Although I was trying to exclude foreign language articles, I also excluded a bunch of foreign words. One reason was that it was a check on whether I missed any foreign language articles. Another was that if I didn’t do this, then articles that had extensive quotation from foreign languages would be seen by the model as being in their own distinctive topic merely in virtue of having non-English quotations. And that seemed wrong. So to fix it, I excluded these words.
- auch, aussi, autre, cette, diese, haben, leur, soit, toute, peut, noch, habe, wenn, einem, doch, durch, kann, comme, aber, mais, nur, wird, wie, sont, ich, dieser, oder, avec, une, werden, bien, sie, auf, einer, dans, dass, esta, nicht, entre, uns, ont, que, wir, nach, einen, como, esprit, seine, elles, fait, elle, eine, lui, selbst, aus, deux, vom, pensee, schon, zum, nin, propre, les, pour, espace, las, una, amour, sind, etre, ueber, biran, das, bei, qui, temps, mich, alcan, sich, ein, zur, idee, welt, philosophique, mir, vie, homme, ces, maupertuis, leipzig, als, essai, del, sens, hier, monde, und, histoire, soi, por, des, den, bachelard, logique, sans, meyerson, filosofia, bourgeois, sein, philosophie, ist, meiner, zeit, raison, tarde, begriff, los, theorie, dem, der, pas, revue, uber, veblen, mas, weil, ser, philosophische, psychologie, milieu, geschichte, sur, dire, ses, une, les, que, est, etc
Finally, I excluded a bunch of words that seemed to turn up primarily in bibiographies, or in text citations. Including them seemed to just make the model be more sensitive to the referencing style of the journal, rather than the content. But here the deletions really did cost some content, because some of the words really were philosophically relevant. But I deleted them because they seemed to be turning up more often in bibliograhies than in text.
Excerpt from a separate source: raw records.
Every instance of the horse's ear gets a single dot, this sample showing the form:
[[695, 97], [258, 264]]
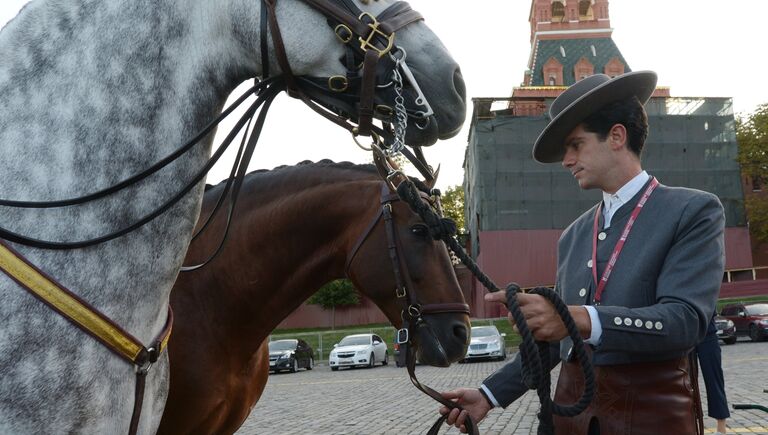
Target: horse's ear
[[431, 183]]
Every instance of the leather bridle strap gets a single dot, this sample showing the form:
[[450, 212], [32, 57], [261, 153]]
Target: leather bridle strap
[[89, 320], [392, 19]]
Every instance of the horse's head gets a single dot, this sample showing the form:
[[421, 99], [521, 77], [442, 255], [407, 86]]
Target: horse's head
[[362, 59], [398, 265]]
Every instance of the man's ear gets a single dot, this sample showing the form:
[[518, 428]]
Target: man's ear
[[617, 136]]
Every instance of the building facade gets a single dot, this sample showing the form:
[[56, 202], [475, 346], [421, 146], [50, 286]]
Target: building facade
[[516, 208]]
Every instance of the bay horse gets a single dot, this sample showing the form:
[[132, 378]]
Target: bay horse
[[96, 91], [297, 228]]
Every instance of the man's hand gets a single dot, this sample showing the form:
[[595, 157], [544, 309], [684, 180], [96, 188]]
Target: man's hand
[[542, 319], [474, 403]]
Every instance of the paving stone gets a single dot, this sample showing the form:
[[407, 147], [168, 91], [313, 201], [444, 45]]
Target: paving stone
[[383, 401]]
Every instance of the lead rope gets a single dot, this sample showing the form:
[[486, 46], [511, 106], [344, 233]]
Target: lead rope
[[534, 355]]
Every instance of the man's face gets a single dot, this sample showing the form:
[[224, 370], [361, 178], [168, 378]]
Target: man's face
[[587, 157]]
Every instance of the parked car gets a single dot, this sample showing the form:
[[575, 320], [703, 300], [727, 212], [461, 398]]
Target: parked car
[[486, 343], [358, 350], [290, 355], [749, 319], [726, 330]]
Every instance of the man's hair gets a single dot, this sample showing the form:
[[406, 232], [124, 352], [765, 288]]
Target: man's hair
[[629, 113]]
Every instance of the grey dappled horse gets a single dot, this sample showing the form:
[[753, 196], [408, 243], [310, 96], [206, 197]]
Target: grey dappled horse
[[92, 92]]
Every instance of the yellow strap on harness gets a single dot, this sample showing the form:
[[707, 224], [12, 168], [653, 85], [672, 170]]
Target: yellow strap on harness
[[71, 307]]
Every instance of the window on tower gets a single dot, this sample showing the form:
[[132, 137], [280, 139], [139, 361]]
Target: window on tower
[[585, 10], [558, 10]]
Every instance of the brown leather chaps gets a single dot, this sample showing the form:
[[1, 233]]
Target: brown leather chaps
[[654, 398]]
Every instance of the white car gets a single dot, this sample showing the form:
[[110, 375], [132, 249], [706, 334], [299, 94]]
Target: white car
[[358, 350], [486, 342]]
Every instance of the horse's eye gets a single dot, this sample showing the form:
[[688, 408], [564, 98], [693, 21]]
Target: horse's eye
[[420, 230]]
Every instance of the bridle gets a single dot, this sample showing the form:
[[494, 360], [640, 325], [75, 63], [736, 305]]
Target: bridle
[[370, 44], [405, 290], [413, 311]]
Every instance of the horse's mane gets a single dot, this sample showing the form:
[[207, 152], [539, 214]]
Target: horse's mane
[[322, 165]]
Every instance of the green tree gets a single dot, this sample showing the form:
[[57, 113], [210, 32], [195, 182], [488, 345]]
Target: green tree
[[752, 134], [336, 293], [453, 206]]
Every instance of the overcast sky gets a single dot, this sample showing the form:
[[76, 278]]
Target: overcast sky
[[698, 47]]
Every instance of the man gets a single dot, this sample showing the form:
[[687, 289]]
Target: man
[[640, 313]]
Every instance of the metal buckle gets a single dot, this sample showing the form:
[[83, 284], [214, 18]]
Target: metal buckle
[[348, 33], [152, 355], [402, 336], [414, 311], [338, 83], [400, 292], [367, 42], [376, 140]]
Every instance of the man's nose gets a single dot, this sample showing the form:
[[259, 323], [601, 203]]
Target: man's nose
[[568, 158]]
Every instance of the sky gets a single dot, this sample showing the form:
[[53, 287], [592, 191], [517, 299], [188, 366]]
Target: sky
[[699, 48]]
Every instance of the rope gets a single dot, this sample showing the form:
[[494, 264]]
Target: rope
[[534, 354]]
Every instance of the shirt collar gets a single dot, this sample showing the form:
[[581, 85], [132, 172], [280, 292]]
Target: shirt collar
[[627, 191]]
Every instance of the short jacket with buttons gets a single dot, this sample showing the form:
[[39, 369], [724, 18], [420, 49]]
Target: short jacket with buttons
[[662, 291]]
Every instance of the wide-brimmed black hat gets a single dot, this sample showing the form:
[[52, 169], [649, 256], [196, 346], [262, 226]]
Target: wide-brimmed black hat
[[582, 99]]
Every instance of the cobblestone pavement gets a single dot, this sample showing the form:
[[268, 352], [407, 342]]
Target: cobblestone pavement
[[383, 401]]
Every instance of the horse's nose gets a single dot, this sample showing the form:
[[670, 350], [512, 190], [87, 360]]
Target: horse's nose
[[460, 332]]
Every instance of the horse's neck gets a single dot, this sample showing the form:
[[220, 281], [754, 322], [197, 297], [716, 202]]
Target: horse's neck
[[84, 83], [302, 241], [95, 91]]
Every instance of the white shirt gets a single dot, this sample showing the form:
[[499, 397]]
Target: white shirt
[[611, 203]]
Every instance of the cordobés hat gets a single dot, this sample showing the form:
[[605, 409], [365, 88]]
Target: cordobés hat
[[581, 100]]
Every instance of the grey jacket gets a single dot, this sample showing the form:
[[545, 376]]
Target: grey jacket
[[661, 294]]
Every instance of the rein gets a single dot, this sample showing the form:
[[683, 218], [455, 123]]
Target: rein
[[534, 354]]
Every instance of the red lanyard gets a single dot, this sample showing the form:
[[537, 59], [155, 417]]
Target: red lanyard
[[620, 244]]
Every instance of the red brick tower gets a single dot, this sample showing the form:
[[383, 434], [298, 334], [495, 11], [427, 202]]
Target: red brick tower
[[570, 40]]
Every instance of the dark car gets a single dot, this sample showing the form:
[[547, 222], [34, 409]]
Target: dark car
[[726, 330], [749, 319], [290, 355]]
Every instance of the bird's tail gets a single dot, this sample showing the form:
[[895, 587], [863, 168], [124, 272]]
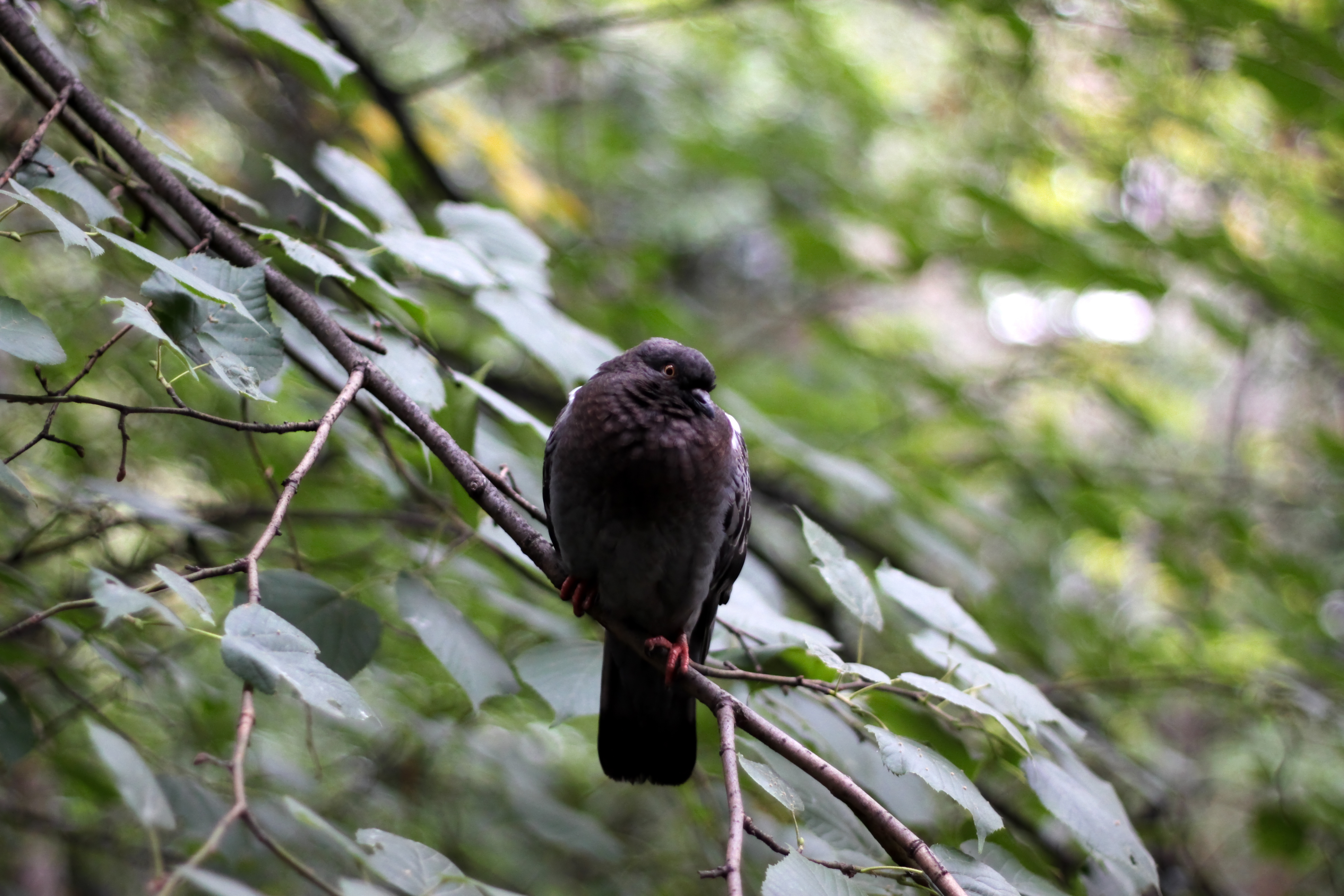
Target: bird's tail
[[646, 730]]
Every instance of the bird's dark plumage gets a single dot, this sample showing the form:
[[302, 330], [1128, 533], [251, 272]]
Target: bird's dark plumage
[[650, 501]]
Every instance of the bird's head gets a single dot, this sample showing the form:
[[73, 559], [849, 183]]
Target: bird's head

- doi, proceedings, review, journal, press, compilation, compilation, editors, supplementary, quarterly, aristotelian, kegan, dordrecht, minnesota, reidel, edu, stanford, oxford, cambridge, basil, blackwell, thanks, cit, mit, eds, loc, york, university, nous, chicago, clarendon, edited
The surprising one there is ‘compliation’. But it most often appears because some journals have a footer saying “Journal compilation © …”.
Then to speed up processing, I deleted any word that appeared in any article three times or fewer. This did lose some content. But it sped up the processing a lot. Some of the steps I’ll describe below took several days computing time. Without this restriction they would have taken several weeks. And words that appear 1-3 times in an article shouldn’t be that significant for determining its content.